La relation entre Hugo Chavez et les masses est très complexe et dialectique. L’enthousiasme et la ferveur des masses vis-à-vis de Chavez sont colossaux. Or le secret de cette ferveur n’est pas à chercher dans la personnalité de Chavez, mais dans les rapports de classe. Les masses considèrent Chavez comme leur propre reflet. Elles s’identifient à lui, qui les a éveillées à la vie politique et a donné une voix à leurs aspirations. A leurs yeux, il personnifie la révolution. Pour les masses, Hugo Chavez et la révolution sont une seule et même chose.

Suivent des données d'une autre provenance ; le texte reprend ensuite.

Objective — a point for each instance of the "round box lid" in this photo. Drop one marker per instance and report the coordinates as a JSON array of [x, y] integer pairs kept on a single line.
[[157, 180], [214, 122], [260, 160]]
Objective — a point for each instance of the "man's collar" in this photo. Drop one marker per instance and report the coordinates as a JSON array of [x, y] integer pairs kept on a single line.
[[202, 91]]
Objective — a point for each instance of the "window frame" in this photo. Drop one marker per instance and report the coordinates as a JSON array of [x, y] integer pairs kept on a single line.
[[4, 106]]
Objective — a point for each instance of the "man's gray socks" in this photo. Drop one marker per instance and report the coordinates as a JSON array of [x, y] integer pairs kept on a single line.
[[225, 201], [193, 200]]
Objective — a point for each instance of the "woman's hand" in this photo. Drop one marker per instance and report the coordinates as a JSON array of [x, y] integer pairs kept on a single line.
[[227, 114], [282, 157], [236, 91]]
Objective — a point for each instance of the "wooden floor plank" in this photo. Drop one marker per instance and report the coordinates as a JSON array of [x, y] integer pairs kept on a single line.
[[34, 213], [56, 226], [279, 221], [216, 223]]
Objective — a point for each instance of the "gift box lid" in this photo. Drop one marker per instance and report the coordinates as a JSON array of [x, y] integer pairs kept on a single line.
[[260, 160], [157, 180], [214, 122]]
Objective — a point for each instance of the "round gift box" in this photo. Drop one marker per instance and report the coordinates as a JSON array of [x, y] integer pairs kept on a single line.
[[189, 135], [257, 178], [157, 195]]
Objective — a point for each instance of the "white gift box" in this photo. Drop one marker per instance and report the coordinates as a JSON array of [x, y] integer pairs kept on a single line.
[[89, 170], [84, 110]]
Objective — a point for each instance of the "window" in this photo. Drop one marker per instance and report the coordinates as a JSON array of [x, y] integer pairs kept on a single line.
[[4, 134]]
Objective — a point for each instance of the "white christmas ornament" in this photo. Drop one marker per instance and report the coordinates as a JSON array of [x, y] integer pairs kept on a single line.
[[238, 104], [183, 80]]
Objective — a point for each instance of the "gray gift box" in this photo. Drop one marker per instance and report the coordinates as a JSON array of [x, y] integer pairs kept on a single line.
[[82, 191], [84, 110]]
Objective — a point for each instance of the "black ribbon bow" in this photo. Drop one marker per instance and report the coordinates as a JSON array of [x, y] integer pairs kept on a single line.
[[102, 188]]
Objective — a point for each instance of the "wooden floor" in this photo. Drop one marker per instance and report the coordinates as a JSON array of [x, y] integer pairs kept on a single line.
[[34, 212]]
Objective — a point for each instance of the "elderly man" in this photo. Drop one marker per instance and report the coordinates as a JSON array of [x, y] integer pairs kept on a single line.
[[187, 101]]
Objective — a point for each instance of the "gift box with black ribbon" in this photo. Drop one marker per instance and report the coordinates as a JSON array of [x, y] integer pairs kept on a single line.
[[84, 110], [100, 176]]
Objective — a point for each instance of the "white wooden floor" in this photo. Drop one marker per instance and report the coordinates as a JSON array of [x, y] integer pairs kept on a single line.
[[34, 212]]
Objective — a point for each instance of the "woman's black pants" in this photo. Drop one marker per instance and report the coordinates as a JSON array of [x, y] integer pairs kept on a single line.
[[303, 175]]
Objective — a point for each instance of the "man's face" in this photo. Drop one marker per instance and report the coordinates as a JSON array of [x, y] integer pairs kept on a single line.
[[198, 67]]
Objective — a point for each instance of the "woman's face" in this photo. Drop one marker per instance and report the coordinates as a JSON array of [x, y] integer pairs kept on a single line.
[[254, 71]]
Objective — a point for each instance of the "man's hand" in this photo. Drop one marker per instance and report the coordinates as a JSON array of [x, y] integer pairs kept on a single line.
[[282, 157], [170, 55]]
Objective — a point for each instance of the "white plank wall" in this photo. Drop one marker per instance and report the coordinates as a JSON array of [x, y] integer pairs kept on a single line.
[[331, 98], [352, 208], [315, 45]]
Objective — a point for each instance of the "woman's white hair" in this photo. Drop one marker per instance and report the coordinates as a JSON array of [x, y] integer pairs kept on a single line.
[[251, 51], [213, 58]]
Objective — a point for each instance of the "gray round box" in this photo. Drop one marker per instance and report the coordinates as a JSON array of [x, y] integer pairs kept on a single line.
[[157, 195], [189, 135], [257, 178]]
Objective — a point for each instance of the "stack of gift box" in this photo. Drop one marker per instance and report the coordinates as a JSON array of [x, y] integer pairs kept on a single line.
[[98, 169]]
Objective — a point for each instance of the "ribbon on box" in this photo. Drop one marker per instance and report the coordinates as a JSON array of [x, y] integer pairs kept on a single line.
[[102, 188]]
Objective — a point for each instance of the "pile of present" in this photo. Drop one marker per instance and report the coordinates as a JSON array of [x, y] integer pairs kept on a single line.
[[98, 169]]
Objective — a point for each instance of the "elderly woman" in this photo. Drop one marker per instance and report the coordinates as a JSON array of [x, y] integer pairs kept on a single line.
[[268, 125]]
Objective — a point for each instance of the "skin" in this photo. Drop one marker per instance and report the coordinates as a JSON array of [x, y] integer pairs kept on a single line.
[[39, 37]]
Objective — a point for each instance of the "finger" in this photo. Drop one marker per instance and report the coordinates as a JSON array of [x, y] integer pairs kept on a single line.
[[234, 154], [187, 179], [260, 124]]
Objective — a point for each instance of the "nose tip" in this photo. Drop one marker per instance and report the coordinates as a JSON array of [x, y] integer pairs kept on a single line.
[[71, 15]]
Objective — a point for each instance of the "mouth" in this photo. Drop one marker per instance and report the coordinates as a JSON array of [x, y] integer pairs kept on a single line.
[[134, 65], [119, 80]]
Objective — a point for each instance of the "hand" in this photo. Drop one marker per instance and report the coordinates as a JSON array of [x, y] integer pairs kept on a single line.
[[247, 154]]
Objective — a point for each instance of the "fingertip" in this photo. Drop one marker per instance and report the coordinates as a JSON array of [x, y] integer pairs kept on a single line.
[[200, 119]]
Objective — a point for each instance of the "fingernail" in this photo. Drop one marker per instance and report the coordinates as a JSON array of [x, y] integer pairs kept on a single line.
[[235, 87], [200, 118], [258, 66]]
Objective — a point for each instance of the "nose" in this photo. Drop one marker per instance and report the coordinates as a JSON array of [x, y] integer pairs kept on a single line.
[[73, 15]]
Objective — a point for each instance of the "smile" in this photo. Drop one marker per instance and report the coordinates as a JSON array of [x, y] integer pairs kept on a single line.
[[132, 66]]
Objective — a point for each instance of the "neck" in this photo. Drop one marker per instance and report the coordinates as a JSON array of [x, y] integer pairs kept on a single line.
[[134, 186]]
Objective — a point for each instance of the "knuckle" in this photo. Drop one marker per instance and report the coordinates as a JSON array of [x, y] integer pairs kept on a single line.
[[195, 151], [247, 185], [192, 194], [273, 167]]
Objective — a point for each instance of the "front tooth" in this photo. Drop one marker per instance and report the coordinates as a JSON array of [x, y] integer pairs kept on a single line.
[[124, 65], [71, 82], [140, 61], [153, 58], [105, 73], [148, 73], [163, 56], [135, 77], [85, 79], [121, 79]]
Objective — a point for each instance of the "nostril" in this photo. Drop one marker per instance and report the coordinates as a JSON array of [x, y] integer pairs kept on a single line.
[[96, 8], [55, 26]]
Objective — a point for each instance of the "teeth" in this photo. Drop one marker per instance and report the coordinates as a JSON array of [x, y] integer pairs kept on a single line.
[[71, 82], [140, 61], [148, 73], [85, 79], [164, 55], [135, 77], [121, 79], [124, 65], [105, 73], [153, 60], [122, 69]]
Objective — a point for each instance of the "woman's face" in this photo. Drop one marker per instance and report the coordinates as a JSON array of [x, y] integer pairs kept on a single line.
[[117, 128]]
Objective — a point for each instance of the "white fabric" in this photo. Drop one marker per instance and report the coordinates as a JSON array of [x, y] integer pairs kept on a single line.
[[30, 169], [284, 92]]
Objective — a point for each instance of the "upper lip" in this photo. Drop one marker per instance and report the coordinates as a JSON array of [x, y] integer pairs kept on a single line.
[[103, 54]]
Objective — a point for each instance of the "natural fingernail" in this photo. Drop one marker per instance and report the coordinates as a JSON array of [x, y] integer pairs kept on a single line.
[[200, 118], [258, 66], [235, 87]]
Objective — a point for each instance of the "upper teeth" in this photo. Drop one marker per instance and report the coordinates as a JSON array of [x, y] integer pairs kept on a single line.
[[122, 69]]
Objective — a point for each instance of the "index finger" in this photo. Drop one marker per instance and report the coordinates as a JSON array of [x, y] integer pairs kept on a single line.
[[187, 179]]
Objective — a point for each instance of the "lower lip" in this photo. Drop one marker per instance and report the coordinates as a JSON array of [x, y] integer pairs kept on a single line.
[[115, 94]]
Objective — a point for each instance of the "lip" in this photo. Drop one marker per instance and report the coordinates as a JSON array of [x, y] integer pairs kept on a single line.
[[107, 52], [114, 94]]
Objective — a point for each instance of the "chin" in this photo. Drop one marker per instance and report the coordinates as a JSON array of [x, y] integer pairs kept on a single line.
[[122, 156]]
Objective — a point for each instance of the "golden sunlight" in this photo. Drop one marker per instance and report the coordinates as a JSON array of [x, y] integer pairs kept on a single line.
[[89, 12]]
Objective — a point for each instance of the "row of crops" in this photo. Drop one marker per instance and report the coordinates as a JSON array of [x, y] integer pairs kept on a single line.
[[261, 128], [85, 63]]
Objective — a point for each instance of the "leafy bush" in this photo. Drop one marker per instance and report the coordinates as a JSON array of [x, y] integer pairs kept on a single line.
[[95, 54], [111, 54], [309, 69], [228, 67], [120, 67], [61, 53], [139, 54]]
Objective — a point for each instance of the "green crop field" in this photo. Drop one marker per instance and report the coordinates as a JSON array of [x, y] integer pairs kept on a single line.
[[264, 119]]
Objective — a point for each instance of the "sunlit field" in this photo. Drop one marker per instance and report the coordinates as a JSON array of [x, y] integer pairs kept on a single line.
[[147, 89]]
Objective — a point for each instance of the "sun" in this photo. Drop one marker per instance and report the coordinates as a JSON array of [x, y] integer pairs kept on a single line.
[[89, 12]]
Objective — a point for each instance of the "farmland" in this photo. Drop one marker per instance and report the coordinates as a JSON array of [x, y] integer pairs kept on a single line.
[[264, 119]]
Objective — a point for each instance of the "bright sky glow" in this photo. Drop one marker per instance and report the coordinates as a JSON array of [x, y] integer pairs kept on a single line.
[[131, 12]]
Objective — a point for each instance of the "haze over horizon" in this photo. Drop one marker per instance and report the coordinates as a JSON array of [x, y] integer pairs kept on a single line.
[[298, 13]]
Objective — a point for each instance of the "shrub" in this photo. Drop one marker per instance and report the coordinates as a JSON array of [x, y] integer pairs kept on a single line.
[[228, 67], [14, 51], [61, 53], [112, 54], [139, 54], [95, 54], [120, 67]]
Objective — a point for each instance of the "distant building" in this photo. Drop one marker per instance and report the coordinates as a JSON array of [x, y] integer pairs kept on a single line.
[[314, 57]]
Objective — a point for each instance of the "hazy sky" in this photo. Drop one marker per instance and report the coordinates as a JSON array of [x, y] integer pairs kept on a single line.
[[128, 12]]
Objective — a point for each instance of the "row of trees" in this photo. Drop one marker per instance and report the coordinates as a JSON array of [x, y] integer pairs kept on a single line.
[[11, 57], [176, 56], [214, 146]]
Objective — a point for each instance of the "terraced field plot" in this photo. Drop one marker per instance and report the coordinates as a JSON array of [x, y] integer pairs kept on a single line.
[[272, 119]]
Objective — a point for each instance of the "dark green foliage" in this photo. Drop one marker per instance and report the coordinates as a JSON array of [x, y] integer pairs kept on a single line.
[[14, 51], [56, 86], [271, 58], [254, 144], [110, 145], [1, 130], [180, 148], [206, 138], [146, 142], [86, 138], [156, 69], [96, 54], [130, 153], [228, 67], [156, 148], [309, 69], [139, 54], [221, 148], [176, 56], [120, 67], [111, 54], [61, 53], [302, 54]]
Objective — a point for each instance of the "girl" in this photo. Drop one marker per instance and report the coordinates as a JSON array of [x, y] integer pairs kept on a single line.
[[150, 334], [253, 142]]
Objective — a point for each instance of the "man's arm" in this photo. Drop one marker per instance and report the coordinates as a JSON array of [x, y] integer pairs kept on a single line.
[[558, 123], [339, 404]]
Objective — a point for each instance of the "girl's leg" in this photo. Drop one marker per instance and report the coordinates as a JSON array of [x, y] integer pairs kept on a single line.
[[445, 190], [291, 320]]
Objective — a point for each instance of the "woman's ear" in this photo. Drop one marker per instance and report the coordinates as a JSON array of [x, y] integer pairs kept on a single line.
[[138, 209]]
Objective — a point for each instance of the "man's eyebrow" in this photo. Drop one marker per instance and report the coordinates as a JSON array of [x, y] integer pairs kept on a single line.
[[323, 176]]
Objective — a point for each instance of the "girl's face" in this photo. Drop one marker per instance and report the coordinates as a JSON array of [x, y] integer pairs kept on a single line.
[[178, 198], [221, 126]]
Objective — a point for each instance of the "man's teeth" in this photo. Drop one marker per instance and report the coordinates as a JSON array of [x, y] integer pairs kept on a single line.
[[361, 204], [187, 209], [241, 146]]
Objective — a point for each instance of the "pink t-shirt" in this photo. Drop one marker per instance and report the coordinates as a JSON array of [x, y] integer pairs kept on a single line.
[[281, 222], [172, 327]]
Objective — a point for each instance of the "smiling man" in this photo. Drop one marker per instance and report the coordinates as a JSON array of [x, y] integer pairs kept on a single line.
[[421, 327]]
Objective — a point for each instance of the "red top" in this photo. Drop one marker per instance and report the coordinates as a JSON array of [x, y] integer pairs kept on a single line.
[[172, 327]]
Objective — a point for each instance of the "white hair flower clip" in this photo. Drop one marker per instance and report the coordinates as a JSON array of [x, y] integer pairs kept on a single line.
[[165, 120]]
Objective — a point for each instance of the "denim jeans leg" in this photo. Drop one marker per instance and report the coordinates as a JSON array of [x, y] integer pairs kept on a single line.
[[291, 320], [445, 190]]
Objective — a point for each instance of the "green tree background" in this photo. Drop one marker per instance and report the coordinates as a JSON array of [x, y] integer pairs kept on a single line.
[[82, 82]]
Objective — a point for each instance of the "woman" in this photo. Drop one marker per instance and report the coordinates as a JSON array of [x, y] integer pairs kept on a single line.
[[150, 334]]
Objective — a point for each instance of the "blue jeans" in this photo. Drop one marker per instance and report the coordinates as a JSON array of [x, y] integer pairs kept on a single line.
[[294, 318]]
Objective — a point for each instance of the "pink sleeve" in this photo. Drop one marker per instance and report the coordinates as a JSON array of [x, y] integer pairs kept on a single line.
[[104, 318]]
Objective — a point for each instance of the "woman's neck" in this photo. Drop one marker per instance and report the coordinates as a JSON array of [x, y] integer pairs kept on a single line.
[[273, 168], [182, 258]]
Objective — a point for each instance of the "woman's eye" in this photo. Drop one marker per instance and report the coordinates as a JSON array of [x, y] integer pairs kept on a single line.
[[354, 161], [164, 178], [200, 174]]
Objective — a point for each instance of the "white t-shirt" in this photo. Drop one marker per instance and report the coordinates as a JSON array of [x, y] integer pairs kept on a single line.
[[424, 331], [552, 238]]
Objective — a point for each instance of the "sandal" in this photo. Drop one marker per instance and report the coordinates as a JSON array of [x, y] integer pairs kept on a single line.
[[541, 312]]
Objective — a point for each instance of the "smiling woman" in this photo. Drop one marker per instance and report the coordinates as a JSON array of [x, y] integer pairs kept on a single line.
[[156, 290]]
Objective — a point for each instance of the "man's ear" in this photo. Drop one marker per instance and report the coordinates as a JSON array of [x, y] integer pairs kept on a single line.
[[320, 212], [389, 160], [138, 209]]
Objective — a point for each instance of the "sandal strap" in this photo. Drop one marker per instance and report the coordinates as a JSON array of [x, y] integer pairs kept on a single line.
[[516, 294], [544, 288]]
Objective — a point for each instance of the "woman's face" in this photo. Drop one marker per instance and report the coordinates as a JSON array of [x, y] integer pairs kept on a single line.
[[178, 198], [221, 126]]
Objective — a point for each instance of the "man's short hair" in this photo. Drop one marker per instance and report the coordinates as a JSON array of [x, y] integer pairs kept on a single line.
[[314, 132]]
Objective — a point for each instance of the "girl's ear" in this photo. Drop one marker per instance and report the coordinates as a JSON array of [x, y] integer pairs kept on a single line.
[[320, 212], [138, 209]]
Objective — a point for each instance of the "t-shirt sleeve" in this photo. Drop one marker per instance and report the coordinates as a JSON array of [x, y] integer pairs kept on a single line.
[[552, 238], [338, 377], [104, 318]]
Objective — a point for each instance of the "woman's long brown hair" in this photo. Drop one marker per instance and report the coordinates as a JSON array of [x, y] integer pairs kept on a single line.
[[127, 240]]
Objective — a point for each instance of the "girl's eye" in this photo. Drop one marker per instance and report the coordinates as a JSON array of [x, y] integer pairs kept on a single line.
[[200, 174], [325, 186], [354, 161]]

Naturellement, la perception des masses est une chose, et la logique objective des événements en est une autre. Dans une révolution, les événements se succèdent à une vitesse vertigineuse. Pendant toute une période, le pendule oscille vers la gauche. Tous les partis, courants, programmes et individus sont mis à l’épreuve. Le développement de la révolution est alors marqué par l’ascension et le déclin de dirigeants et de partis, les courants les plus radicaux tendant à remplacer les plus modérés.
Le fouet de la contre-révolution
Les masses ne se lancent pas dans une révolution avec un plan de reconstruction sociale tout prêt, mais avec le sentiment aigu qu’elles ne peuvent plus supporter le vieux régime. Les premières étapes de la révolution se caractérisent inévitablement par une perspective confuse et incohérente. Il règne un sentiment d’euphorie, de triomphe et d’irrésistible avancée. Ceci s’accompagne de l’idée d’unité : « nous sommes tous ensemble », dans une sorte de marche universelle vers la liberté et la justice sociale.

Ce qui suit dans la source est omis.